1. Workshop Task

Your task is to create a reproducible summary report with key statistics and a flowmap using the Scholarly Migration Database. This is a beginner level task.

If you are feeling especially confident, you can use the data from the The Human Migration Database, which you can download via the interactive web app (see last the tab for downloads). Warning: this is likely take more time than with the Scholarly Migration Database, as there are more data columns and you will spend more time reading the codebook. So only go for this task if the R programming part and Quarto are easy for your.

Final goal

The final goal is to have a repository on GitHub with:

  • a reproducible Quarto (*.qmd) document in the root of the repository

  • an html file created from the *.qmd file above in the docs folder of the repository

  • a README.md file in the root of the repository that briefly describes the project (e.g. specifies that this is an assignment done as part of EDSD linking back to EDSD website, or to this workshop materials, etc. )

Requirements:

  • The Quarto document can be rendered without errors into an html file

  • The document contains R code to load the data and perform any neccessary data transformation for visualisation. Instead of commenting the code, use plain or markdown-formatted text outside the code blocks.

  • The document contains at least two figures summarizing the flows data (e.g. a histogram, a scatter plot, etc.)

  • The document contains a flowmap

  • The document layout uses some of the custom figure placement options from Article Layout.

Step by step instructions

Make sure you went through the setup steps, and therefore have all the tools and a GitHub account.

1. Cloning the repository

1.1. Clone using your GitHub account

  1. Go to the repository of the Scholarly Migration Database and “Fork” it into your GitHub account.

  1. Open RStudio and create a new project.

    2.1. Choose “Version Control”:

    2.2. Choose “Git” as your version control system:

    2.3. Copy the link to your repository from the web and paste it in the prompt:

    2.4. If this is your first time using git and GitHub on this computer, you should get a prompt like this:

    You may not get this prompt if the repository you are downloading is public (which in this case when you have created a fork, it is). You will get this prompt when you try to push (upload) any changes you make in the repository back to GitHub.

    You should choose the blue button “Sign in with your browser”.

    2.5. Complete the authentication in the web browser with your GitHub account:

You only need to do this once, as this sets up your local git installation to use your GitHub acccount.
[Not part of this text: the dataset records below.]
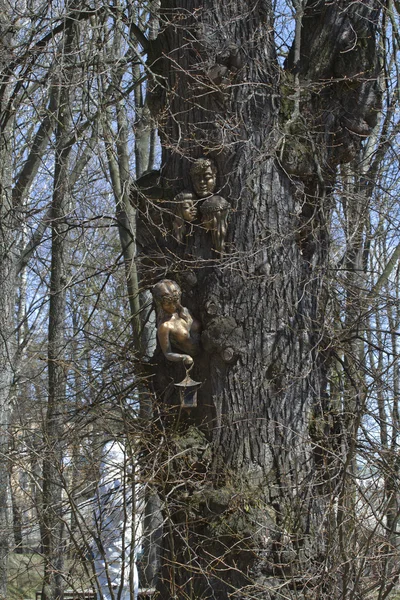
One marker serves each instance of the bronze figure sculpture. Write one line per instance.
(203, 174)
(185, 213)
(177, 329)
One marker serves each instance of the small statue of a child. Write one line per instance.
(185, 213)
(177, 329)
(215, 212)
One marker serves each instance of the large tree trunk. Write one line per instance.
(250, 508)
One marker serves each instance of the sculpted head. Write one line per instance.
(185, 207)
(203, 174)
(167, 296)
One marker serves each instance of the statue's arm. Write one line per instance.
(163, 338)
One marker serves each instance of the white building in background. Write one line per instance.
(115, 527)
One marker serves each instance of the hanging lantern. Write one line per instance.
(188, 391)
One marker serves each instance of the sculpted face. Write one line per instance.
(170, 300)
(203, 176)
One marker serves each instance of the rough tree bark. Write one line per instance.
(248, 513)
(52, 510)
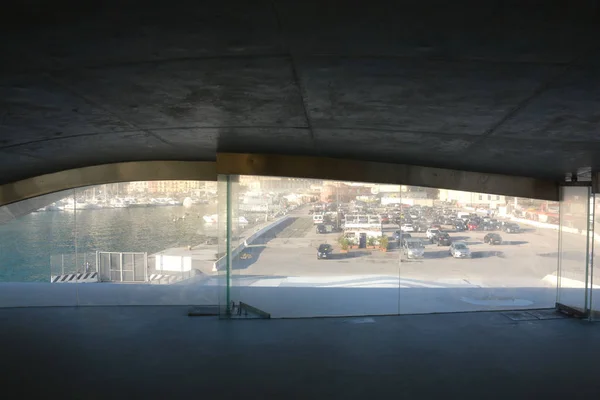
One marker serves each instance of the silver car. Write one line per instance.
(413, 248)
(460, 250)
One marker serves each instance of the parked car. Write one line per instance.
(492, 238)
(459, 226)
(400, 236)
(407, 228)
(459, 250)
(511, 228)
(473, 226)
(413, 248)
(322, 228)
(324, 251)
(442, 239)
(431, 232)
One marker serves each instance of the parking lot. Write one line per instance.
(505, 276)
(526, 256)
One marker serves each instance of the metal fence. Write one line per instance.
(71, 263)
(122, 266)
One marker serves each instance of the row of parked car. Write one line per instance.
(414, 248)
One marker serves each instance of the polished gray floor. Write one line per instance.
(160, 352)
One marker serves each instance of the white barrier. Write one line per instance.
(248, 241)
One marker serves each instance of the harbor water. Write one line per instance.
(29, 243)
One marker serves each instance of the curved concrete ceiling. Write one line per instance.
(498, 87)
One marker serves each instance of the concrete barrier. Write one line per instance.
(221, 262)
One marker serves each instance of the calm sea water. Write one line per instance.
(28, 244)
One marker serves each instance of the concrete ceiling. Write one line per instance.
(503, 87)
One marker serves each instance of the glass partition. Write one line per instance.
(133, 243)
(595, 260)
(321, 248)
(482, 252)
(311, 248)
(574, 248)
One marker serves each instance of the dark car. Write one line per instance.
(442, 239)
(459, 226)
(401, 237)
(511, 228)
(492, 238)
(324, 251)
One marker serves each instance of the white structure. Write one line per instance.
(470, 198)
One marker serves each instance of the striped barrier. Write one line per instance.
(164, 278)
(88, 277)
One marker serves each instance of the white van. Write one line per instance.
(463, 216)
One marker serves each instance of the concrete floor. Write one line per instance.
(159, 352)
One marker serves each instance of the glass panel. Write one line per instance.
(306, 248)
(482, 252)
(574, 248)
(595, 261)
(37, 253)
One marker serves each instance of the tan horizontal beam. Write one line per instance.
(374, 172)
(108, 173)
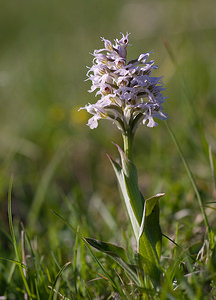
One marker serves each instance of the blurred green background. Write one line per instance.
(54, 158)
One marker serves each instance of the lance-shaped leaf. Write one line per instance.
(124, 190)
(150, 237)
(128, 182)
(119, 255)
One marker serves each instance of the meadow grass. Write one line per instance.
(57, 186)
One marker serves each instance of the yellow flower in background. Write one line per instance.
(56, 113)
(78, 117)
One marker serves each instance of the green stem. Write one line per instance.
(192, 181)
(128, 144)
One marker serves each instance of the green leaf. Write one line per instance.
(119, 255)
(121, 180)
(128, 182)
(150, 238)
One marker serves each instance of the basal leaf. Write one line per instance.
(150, 238)
(118, 254)
(126, 195)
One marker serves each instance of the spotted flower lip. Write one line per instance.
(129, 95)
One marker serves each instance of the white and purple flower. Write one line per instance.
(128, 93)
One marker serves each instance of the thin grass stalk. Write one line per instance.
(192, 182)
(14, 239)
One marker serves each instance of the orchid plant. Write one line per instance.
(128, 96)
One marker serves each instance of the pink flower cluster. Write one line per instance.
(128, 93)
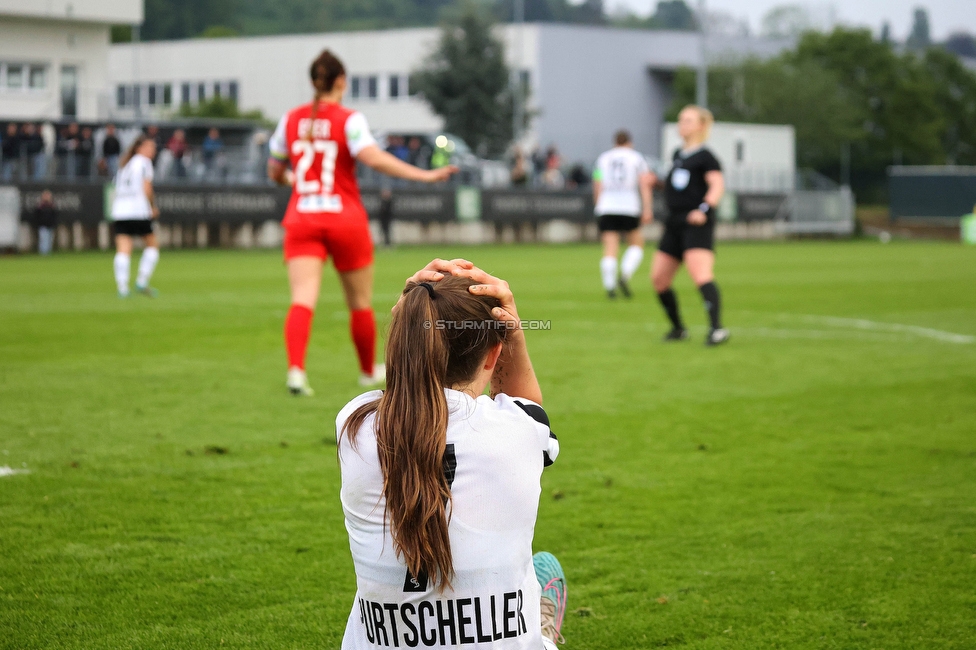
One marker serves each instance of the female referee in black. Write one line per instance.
(693, 189)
So when you work with another online repository, you should just be able to access it without those extra steps.

1.2. Fallback if everything else fails, just download the repository

If nothing works for you, feel free to just download the Scholarly Migration Database repository manually.

2. Explore the data

  1. Create a new Quarto document in the root folder of the cloned or downloaded repository:

Either in the top left of RStudio:

Or in the bottom right in the Files pane:

  1. Using the basic R and Quarto syntax (see intro reference of basic Quarto syntax here), list the packages you need to be loaded in the first chunk/block of code.

  2. Add more chunks/blocks of code to load the data (you may use either openalex_2024_V1_scholarlymigration_countryflows_enriched.csv or scopus_2024_V1_scholarlymigration_countryflows_enriched.csv) and explore it. You may ignore the code visibility options for now. Just leave default options for code blocks by not addint any options at this point. Use {dplyr} for data manipulation and {ggplot2} for data visualization.

3. Spatial aspect of the migration data

Apart from the histograms, scatterplots or other plots, it is also useful to look at your data on a map like so:

shiny::tags$iframe(src = "media/interactive/flowmap_widget.html", width = "100%", height = "600px")

The data in the Scholarly Migration Database does not contain coordinates, but has country names and their ISO codes. So you can combine this data with some other datasource that coordinates or boundaries for countries and their ISO codes.

3.1 Packages for spatial data and flow mapping

Here is a list of packages that you need to map the migration data:

packages <- c(
  "sf", # for working with spatial data
  "spData", # to easily get world boundaires
  "countrycode", # to convert between iso2 and iso3 country codes
  "flowmapblue", # for interactive flow mapping
  "flowmapper" # for static flow mapping using ggplot2
  )
install.packages(packages)

Note: You only need to install the pacakges once, do not keep the code to install the packages in your Quarto document, at least not as it is presented above. This code does NOT check if the packages are already installed. So if you keep this code in your Quarto document, the listed packages will be downloaded every time you render the document into html, pdf, or any other format.

library(sf)
library(spData)
library(countrycode)
library(flowmapblue)
library(flowmapper)

library(tidyverse)

3.2. How to prepare the data for flow mapping

For mapping the flows you will need the coorindates of the countries.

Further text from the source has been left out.